Page 1 of 1

Regarding sorting data before joining

Posted: Tue Mar 07, 2006 12:22 am
by ThilSe
Hi,

I have a doubt.

Is there any difference between using a SORT Stage and PERFORM SORT in partitioning tab while joining the data other than :
->the ability to set Already sorted option and
->use of unix sort
->Visual appearance

Or there are any other benefits?

Thanks/Regards
Senthil

Posted: Tue Mar 07, 2006 12:43 am
by ameyvaidya
2 more:
1 For large data set sizes (>20 MB) the Sort Stage is better.

2 <:?: >I dont believe the On-Link Sort can do a sequential sort.. </:?: >

Posted: Tue Mar 07, 2006 7:53 am
by ray.wurlod
What do you mean by "sequential sort"?

Posted: Tue Mar 07, 2006 8:40 am
by kumar_s
For better performance, dedicated sort sate can always be chosed.
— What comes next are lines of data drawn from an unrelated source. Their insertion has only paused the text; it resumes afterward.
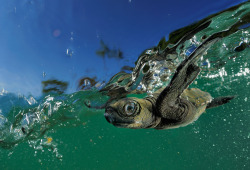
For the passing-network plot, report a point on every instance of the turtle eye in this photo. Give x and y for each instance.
(129, 108)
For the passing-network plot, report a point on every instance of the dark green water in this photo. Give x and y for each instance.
(82, 139)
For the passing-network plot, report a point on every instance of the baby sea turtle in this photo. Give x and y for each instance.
(172, 106)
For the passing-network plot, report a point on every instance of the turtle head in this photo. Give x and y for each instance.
(131, 113)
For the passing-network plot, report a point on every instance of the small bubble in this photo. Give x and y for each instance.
(69, 52)
(44, 74)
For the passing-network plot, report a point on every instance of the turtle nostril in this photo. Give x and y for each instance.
(109, 110)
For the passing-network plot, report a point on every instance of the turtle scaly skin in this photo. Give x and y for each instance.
(171, 107)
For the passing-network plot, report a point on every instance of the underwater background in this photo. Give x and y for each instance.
(58, 57)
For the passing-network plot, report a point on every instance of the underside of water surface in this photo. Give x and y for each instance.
(59, 130)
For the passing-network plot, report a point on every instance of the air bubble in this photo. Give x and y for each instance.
(69, 52)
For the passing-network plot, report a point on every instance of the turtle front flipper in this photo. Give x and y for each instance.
(169, 104)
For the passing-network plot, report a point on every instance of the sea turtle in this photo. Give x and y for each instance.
(170, 107)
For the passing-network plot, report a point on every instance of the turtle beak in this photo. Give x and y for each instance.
(107, 114)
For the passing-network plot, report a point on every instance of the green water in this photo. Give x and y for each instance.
(82, 138)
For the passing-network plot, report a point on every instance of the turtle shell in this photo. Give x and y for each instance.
(196, 96)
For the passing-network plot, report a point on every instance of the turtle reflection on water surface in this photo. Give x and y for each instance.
(170, 107)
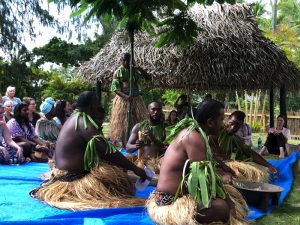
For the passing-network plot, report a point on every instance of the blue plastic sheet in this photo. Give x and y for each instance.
(17, 207)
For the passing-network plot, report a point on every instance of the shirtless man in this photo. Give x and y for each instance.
(83, 155)
(71, 143)
(234, 123)
(188, 145)
(153, 130)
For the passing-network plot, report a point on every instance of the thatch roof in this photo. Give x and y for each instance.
(230, 53)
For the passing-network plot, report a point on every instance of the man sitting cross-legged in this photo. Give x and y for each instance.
(90, 172)
(246, 163)
(148, 136)
(189, 191)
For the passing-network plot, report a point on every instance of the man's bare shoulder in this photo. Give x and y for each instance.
(190, 137)
(115, 74)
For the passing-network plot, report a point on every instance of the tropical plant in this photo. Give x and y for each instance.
(171, 17)
(18, 17)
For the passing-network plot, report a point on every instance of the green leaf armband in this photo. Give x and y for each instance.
(91, 157)
(115, 85)
(202, 182)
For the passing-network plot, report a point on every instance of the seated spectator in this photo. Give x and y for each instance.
(10, 152)
(22, 132)
(172, 118)
(10, 95)
(8, 111)
(46, 127)
(32, 114)
(277, 139)
(183, 106)
(61, 112)
(244, 132)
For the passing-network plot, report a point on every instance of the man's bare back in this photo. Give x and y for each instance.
(71, 144)
(184, 147)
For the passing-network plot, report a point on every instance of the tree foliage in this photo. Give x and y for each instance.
(287, 34)
(167, 18)
(18, 17)
(68, 54)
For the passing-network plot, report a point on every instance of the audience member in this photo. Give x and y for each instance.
(277, 139)
(172, 118)
(8, 111)
(244, 132)
(69, 109)
(46, 127)
(183, 106)
(10, 152)
(61, 112)
(32, 114)
(22, 132)
(10, 95)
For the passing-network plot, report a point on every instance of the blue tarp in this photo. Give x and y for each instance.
(17, 207)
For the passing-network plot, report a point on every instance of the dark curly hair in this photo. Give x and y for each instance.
(60, 110)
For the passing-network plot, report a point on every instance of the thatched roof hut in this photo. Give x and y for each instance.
(230, 53)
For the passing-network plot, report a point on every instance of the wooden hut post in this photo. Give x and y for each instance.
(251, 107)
(98, 91)
(246, 107)
(238, 100)
(282, 101)
(271, 98)
(129, 114)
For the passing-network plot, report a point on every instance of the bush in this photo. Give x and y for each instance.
(256, 127)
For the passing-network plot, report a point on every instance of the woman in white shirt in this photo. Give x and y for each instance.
(277, 140)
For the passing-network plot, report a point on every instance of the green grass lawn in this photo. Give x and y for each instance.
(289, 212)
(263, 136)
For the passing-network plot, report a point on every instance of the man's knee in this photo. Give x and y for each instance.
(222, 208)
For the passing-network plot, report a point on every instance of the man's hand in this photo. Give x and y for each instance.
(149, 134)
(128, 98)
(139, 144)
(141, 173)
(227, 178)
(5, 154)
(19, 155)
(273, 170)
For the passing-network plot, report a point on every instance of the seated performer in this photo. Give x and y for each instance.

Which has its own strach disc space.
Unix sort make use of the unix level sort option. It may be more effecient for data with less number of records.
If the incoming data is previously sorted, you can enable Already sorted option to get bette performance by avoiding resorting.

Posted: Wed Mar 08, 2006 12:53 am
by ameyvaidya
ray.wurlod wrote:What do you mean by "sequential sort"?
What i meant was that the Sort stage can work in both sequential mode and parallel Mode. while the on-link sort, as it has to work on partitioned data, can't.

I dont recollect if on-link sorting is available on the Input of stages running in Sequential Mode.